Objective: Using a mouse model, Iron Overload (IO) induced bone marrow microenvironment injury was investigated, focusing on the involvement of reactive oxygen species (ROS).

Methods: Mice were intraperitoneally injected with iron dextran (12.5, 25, or 50 mg) every three days for two, four, and six week durations. Deferasirox(DFX)125 mg/ml and N-acetyl-L-cysteine (NAC) 40 mM were co-administered. Then, bone marrow derived mesenchymal stem cells (BM-MSCs) were isolated and assessed for proliferation and differentiation ability, as well as related gene changes. Immunohistochemical analysis assessed the expression of haematopoietic chemokines. Supporting functions of BM-MSCs were studied by co-culture system.

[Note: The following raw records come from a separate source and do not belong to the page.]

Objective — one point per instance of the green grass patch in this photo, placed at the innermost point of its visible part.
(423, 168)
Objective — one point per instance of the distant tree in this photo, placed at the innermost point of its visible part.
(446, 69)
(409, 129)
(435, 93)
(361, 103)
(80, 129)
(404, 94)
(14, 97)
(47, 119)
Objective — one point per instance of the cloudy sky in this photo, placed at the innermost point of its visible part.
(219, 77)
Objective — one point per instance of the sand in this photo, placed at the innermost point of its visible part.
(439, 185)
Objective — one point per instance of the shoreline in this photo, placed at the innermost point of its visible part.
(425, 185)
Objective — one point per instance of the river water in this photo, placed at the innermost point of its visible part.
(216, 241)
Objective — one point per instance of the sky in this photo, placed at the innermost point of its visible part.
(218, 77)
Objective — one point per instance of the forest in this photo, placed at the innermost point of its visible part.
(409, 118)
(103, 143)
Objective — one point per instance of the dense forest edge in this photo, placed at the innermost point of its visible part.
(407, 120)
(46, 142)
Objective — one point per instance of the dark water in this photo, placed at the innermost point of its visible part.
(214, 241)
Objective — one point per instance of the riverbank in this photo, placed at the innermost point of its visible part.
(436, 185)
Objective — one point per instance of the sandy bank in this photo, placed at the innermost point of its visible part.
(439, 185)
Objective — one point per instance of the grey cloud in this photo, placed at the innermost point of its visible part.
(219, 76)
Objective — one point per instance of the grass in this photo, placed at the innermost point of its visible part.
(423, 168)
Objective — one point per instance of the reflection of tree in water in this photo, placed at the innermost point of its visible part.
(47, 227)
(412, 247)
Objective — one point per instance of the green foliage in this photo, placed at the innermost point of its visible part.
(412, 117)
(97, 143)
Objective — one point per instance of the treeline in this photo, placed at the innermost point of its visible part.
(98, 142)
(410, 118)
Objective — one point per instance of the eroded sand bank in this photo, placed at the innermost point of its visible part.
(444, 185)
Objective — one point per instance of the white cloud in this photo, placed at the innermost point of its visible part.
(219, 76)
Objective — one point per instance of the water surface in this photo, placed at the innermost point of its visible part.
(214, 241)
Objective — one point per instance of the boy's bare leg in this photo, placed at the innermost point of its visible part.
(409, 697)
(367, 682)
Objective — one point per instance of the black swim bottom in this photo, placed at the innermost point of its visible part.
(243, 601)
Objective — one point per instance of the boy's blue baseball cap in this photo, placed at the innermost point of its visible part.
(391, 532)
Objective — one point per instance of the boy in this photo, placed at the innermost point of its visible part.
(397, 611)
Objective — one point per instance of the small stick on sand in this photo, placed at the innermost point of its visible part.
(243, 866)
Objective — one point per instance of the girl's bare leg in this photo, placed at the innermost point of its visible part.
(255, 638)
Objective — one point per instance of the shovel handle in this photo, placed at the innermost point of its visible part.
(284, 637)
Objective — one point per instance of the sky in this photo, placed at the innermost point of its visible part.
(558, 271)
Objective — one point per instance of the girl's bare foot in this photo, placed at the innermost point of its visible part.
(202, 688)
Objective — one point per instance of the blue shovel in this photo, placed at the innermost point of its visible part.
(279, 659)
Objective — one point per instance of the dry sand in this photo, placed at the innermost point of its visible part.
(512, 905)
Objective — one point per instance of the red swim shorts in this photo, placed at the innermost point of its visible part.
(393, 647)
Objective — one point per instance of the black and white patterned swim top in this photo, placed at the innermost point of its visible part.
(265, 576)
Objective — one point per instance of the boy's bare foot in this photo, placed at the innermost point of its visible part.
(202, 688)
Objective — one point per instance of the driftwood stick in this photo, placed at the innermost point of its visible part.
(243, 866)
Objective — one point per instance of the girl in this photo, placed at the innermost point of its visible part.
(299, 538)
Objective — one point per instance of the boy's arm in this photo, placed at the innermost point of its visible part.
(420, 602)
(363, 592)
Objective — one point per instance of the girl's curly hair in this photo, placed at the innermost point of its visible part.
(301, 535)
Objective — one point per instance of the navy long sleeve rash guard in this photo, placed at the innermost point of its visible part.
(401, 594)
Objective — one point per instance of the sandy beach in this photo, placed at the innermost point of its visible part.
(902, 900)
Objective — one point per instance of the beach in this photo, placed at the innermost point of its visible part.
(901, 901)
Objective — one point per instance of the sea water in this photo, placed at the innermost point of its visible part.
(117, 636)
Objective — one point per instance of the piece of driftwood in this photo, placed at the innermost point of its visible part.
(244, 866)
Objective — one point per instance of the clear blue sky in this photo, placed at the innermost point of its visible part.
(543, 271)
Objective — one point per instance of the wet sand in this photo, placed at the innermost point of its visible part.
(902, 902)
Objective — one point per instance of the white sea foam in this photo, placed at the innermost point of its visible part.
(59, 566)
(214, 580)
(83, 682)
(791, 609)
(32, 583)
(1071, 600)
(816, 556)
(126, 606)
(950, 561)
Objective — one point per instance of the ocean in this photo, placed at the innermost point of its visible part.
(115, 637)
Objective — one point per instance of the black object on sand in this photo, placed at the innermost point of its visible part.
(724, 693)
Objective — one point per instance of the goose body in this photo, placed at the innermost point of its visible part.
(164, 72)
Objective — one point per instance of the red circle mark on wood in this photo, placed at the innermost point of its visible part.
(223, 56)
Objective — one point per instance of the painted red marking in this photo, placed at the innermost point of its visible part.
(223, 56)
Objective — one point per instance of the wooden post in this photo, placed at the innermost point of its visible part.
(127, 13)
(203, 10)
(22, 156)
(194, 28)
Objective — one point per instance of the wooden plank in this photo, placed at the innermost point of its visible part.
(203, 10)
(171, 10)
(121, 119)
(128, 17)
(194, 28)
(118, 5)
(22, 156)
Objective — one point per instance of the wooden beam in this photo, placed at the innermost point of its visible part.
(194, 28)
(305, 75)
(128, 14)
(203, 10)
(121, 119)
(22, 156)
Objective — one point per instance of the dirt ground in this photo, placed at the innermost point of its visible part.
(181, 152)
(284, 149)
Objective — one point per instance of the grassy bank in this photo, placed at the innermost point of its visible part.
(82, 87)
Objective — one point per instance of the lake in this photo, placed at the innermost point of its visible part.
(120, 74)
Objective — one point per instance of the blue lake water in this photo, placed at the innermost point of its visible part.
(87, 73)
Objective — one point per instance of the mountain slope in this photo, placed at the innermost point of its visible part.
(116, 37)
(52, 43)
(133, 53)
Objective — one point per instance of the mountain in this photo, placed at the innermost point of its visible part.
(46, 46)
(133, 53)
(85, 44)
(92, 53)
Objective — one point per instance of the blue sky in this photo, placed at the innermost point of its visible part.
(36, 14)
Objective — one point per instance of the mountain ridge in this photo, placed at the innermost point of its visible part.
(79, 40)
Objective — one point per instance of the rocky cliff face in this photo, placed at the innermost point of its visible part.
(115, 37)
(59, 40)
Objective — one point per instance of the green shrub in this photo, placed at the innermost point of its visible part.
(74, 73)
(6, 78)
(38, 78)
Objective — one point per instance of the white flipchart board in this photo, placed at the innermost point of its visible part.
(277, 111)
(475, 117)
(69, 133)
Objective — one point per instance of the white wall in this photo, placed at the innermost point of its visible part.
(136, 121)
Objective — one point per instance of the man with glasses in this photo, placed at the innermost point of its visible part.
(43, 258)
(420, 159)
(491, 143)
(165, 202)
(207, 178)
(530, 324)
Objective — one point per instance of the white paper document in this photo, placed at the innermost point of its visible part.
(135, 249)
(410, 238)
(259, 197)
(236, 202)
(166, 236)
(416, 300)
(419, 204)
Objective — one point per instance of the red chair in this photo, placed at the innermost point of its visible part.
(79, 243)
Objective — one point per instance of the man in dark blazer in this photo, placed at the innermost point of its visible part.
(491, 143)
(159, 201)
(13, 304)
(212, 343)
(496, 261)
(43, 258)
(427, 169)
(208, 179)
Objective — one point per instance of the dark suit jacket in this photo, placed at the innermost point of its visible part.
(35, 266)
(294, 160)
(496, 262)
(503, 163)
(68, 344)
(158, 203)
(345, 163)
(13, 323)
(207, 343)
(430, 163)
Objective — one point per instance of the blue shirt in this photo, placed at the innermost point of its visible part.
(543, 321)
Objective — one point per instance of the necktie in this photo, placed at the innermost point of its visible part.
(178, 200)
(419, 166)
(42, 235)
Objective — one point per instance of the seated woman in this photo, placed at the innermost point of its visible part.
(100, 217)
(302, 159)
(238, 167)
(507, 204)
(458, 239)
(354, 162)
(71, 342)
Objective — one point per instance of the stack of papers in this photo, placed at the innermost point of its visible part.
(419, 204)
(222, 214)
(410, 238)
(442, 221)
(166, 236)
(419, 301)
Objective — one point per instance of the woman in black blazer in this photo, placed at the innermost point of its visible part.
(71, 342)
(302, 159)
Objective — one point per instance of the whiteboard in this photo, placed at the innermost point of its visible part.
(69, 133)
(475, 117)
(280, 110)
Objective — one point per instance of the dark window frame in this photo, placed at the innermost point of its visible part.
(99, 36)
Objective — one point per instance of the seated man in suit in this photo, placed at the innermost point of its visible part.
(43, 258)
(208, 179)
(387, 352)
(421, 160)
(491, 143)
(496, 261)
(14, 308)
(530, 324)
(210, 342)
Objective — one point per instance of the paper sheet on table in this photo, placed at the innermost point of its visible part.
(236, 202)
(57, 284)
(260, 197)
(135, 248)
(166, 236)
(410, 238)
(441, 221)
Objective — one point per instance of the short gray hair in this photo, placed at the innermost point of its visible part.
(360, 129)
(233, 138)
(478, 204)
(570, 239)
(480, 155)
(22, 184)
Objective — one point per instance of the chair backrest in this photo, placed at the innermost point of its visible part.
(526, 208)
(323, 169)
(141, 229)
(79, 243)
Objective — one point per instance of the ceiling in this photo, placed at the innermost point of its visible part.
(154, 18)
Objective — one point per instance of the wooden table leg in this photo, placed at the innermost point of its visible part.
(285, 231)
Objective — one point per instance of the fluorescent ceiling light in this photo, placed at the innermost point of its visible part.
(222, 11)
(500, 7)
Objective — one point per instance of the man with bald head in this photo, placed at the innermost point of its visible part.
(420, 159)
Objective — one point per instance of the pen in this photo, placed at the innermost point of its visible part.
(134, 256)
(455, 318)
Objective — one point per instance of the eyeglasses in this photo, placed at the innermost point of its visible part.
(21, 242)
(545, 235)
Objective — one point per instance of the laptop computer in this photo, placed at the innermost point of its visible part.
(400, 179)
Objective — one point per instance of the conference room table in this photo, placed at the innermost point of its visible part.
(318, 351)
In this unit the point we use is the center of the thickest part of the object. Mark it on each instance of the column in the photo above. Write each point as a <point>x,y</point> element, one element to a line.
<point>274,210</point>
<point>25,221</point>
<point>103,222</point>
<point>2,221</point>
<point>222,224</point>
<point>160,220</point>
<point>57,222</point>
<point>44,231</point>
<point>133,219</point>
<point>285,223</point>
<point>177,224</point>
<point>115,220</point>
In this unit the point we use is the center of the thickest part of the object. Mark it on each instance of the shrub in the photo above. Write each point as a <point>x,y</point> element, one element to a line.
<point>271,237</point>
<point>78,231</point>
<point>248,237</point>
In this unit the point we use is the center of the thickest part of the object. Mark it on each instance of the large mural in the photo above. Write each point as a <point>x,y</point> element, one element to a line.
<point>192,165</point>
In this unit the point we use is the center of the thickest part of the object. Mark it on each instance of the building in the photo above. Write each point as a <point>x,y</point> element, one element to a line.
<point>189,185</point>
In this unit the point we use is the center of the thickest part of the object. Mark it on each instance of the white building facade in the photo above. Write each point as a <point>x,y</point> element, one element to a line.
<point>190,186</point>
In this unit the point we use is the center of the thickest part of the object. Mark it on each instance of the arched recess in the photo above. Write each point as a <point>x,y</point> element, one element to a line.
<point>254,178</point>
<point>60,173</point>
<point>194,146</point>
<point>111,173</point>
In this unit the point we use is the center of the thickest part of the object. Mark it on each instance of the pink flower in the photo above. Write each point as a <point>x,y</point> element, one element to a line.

Results: In IO condition (25 mg/ml for 4 weeks), BM-MSCs exhibited proliferation deficiencies and unbalanced osteogenic/adipogenic differentiation. The IO BM-MSCs showed a longer double time (2.07±0.14 days) than control (1.03±0.07 days) (P<0.05). The immunohistochemical analysis demonstrated that chemokine stromal cell-derived factor-1, stem cell factor -1, and vascular endothelial growth factor-1 expression were decreased. The co-cultured system demonstrated that bone marrow mononuclear cells (BMMNCs) co-cultured with IO BM-MSCs had decreased colony forming unit (CFU) count (p<0.01), which indicates IO could lead to decreased hematopoietic supporting functions of BM-MSCs. This effect was associated with elevated phosphatidylinositol 3 kinase (PI3K) and reduced of Forkhead box protein O3 (FOXO3) mRNA expression, which could induce the generation of ROS. Results also demonstrated that NAC or DFX treatment could partially attenuate cell injury and inhibit signaling pathway striggered by IO.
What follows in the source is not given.